784年 長岡京に遷都

    

長岡京に遷都


784年(延暦3年)桓武天皇は、都を奈良から長岡に移している。これが長岡京である。奈良時代後半、疫病や飢餓、地震などが続き、桓武天皇も重い病に倒れている。自らが帝位についたことが原因と考え、これを払拭するための遷都ともいわれている。

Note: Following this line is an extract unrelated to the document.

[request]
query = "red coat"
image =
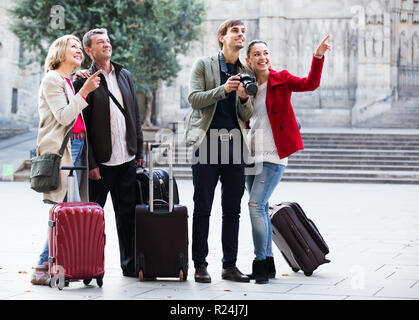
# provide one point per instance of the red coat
(281, 84)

旧都平城京を捨てて新都を建設し、人心を一新して律令体制をたてなおそうとしたわけである。しかし長岡京に遷都後も、夫人や母、皇后、皇太子が相次いで死亡し、さらには、造都推進者の藤原種継が暗殺されたことにより、794年(延暦13年)の平安京遷都へとつながっていく。

人名用語解説


桓武天皇(かんむてんのう)

桓武天皇(737年-806年)は日本の第50代天皇であり、在位は781年から806年。後の光仁天皇である白壁王の第1王子として生まれた。

当初、生母の出自が低かったため立太子は予想されていなかったが、政争により773年に皇太子となる。そして781年、光仁天皇から譲位されて天皇に即位している。

長岡京(ながおかきょう)

長岡京(ながおかきょう)は、784年(延暦3年)から794年(延暦13年)まで山城国乙訓郡に存在した古代の都城である。長岡京は、後の平安京と同程度の規模とされており、本格的な首都造営であったことがうかがえる。

藤原種継(ふじわらのたねつぐ)

藤原種継(737年-785年)は、奈良時代末期の官人。式家藤原宇合の孫といわれる。藤原小黒麻呂とともに長岡京遷都のために山背国乙訓郡長岡村の地を視察した。長岡京造営の中心人物となり、遷都後の12月には正三位に叙されている。